Risks if generating PDF from user supplied HTML?

[MartyMcMartface]

Hi Daniel,

I want to use openhtmltopdf to generate PDFs that are partially based on user supplied HTML on a corporate website. I'm wondering if you could comment about any security issues that might raise, as it has the security team raising their eyebrows.

For example it might be possible there is a bug in the image rendering code that allows code to be executed on the server if some special image is supplied to it. Personally I think the scenario is very unlikely but I'd like to hear your take on it. The image rendering code is part of the PDFBox library isn't it? If that is pure java then it's not really vulnerable to stack buffer overflow attack is it? To me the probability of such an attack is exceedingly small but I have to convince the security team and I don't have any real knowledge of how that part of the library is implemented.

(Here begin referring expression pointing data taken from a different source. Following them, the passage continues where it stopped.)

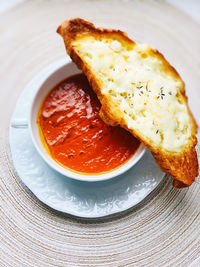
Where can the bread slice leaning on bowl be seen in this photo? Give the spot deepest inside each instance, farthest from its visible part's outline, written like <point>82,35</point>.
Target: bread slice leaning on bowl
<point>140,91</point>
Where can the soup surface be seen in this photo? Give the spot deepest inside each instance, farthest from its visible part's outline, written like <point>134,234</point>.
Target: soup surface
<point>74,133</point>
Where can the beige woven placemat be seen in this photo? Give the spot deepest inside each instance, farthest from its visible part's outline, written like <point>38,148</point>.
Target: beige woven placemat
<point>164,229</point>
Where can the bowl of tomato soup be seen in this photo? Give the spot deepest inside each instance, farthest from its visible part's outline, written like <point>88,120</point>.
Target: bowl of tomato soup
<point>71,136</point>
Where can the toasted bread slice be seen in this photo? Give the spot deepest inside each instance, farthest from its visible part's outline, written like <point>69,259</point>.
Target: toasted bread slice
<point>140,91</point>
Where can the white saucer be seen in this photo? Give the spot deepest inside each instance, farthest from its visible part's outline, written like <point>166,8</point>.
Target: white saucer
<point>82,199</point>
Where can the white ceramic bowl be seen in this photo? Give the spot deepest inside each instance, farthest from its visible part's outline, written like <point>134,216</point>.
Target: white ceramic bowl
<point>56,73</point>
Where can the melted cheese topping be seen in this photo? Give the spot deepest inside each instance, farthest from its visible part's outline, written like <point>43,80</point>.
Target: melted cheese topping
<point>147,97</point>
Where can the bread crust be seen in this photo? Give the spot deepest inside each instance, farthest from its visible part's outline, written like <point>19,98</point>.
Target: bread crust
<point>183,167</point>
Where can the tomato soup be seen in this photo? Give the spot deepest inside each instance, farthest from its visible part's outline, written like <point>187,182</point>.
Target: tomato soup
<point>75,135</point>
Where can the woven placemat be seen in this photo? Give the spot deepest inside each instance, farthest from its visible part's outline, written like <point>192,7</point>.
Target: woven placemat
<point>164,229</point>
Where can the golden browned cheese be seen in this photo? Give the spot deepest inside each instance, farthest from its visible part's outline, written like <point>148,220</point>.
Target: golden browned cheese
<point>140,91</point>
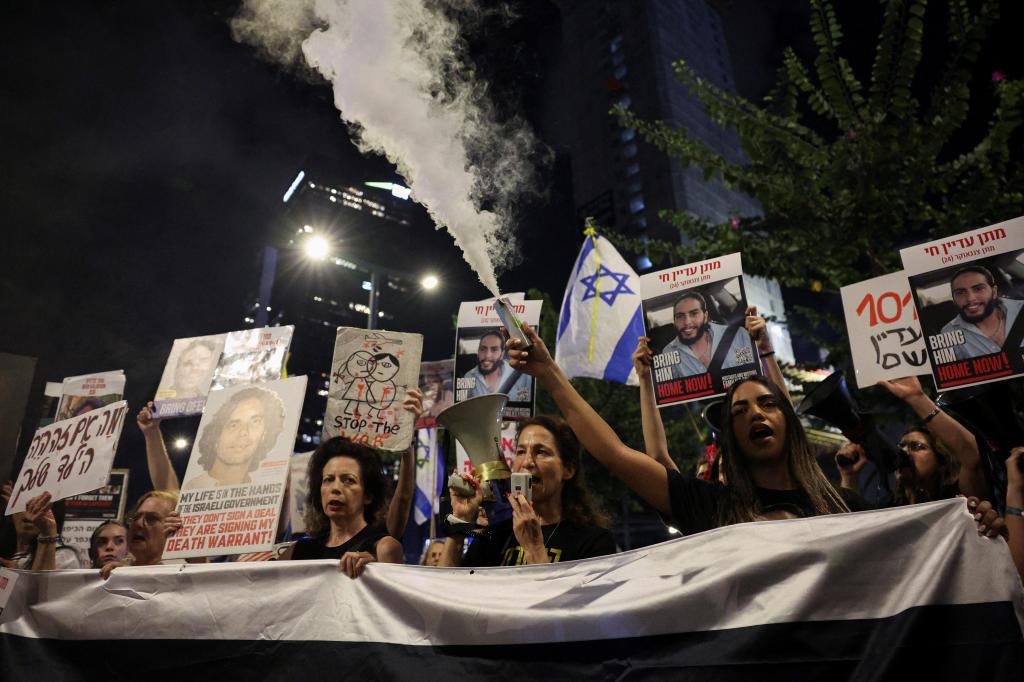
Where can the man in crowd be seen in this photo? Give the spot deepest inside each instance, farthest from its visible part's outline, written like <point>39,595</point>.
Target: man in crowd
<point>985,318</point>
<point>494,375</point>
<point>697,339</point>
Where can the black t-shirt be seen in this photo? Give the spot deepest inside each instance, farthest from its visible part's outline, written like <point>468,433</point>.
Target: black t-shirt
<point>315,548</point>
<point>695,502</point>
<point>565,542</point>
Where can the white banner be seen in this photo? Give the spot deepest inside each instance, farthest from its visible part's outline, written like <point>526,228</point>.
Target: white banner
<point>883,328</point>
<point>845,596</point>
<point>70,457</point>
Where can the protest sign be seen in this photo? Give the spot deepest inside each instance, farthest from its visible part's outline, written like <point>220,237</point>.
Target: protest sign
<point>436,382</point>
<point>187,375</point>
<point>70,457</point>
<point>103,503</point>
<point>370,375</point>
<point>235,481</point>
<point>89,391</point>
<point>694,316</point>
<point>252,356</point>
<point>969,289</point>
<point>298,487</point>
<point>77,533</point>
<point>882,324</point>
<point>480,363</point>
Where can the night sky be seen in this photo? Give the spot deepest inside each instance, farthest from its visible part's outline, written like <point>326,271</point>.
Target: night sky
<point>144,153</point>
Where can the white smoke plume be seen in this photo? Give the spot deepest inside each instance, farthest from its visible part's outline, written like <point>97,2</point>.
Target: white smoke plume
<point>401,84</point>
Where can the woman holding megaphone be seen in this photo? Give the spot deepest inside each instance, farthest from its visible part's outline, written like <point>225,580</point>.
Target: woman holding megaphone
<point>769,464</point>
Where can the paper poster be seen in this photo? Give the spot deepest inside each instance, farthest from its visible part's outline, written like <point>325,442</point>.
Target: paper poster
<point>969,290</point>
<point>370,374</point>
<point>298,488</point>
<point>235,482</point>
<point>104,503</point>
<point>70,457</point>
<point>694,316</point>
<point>76,534</point>
<point>481,364</point>
<point>7,581</point>
<point>437,384</point>
<point>509,429</point>
<point>89,391</point>
<point>883,328</point>
<point>252,356</point>
<point>188,375</point>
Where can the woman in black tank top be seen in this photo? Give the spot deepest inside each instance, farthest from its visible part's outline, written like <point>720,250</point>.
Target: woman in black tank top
<point>344,506</point>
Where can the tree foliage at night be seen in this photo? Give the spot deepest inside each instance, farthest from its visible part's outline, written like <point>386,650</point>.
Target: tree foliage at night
<point>848,168</point>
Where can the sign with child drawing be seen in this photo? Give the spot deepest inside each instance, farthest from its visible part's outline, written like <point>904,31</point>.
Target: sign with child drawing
<point>370,374</point>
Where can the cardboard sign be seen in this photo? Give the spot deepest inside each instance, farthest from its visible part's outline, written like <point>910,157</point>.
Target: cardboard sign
<point>252,356</point>
<point>694,316</point>
<point>481,363</point>
<point>89,391</point>
<point>187,375</point>
<point>882,324</point>
<point>104,503</point>
<point>969,292</point>
<point>436,382</point>
<point>70,457</point>
<point>235,483</point>
<point>370,375</point>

Are you aware of any other risks and how they can be mitigated when rendering user supplied HTML?

Thanks in advance Martin

[danfickle]

Hi @MartyMcMartface I think it is unlikely there is a risk of arbitrary code execution. However there are other risks:

• CPU exhaustion from things such as endless loops.
• Memory exhaustion (see #51 for example).
• Information disclosure or denial of service from outgoing links.

Personally, if you have to use user supplied HTML, I would use something like a locked down docker container per instance of use. Given that arbitrary code execution is unlikely, it should be extremely difficult to escape such a container.

[MartyMcMartface]

Thanks Daniel.

The fact that there is some sort of memory leak bug in either PDFBox or ImageIO is evidence enough to be wary of it. If it only happens with embedded URI encoded images I can test the input for that, but if not it could cause problems even without malicious user intent. It also confirms that ImageIO uses native code to read a simple JPEG file which is a bit surprising.

Could you please elaborate on what you mean by "outgoing links"? Are you referring to images in the supplied HTML that point to third party servers? If so I was planning to prevent that issue by getting the user's browser to fetch all the required images and post them to the server. If that's not what you meant I'd be interested to know what other risk you are referring to.

Also how could the user cause an endless loop?

If I decide not to include the PDF generation functionality in the main application, do you know of any provider of an HTML to PDF web service that uses openhtmltopdf as a back end? That might be more cost effective than creating one. I'm aware of docraptor.com (using a different back end) but it's a little pricey for my project.

Thanks again for taking the time to respond. Martin

[danfickle]

Yes, outgoing links could be fetched either from your server with the file:// protocol for example. I think you can workaround that with a URI resolver. In regard to endless loops, I'm not aware of any bugs that cause such, but that doesn't mean that there isn't any!

I don't know of anyone providing open-source PDF renderers as a service (they mostly use Prince I believe), however, another option is to use server-less architecture. I think AWS lambda allows you to set a memory limit and time limit per run.

The Lambda environment may be reused between runs so it is not a protection against any arbitrary code execution bugs but it should prevent the other problems. Even better, it is free for small to medium work loads. The only issue may be returning the PDF. Lambda doesn't allow the returning of binary data so you would have to either base64 encode the result or upload it to S3 and get it from there.

Best of luck with your project, Daniel.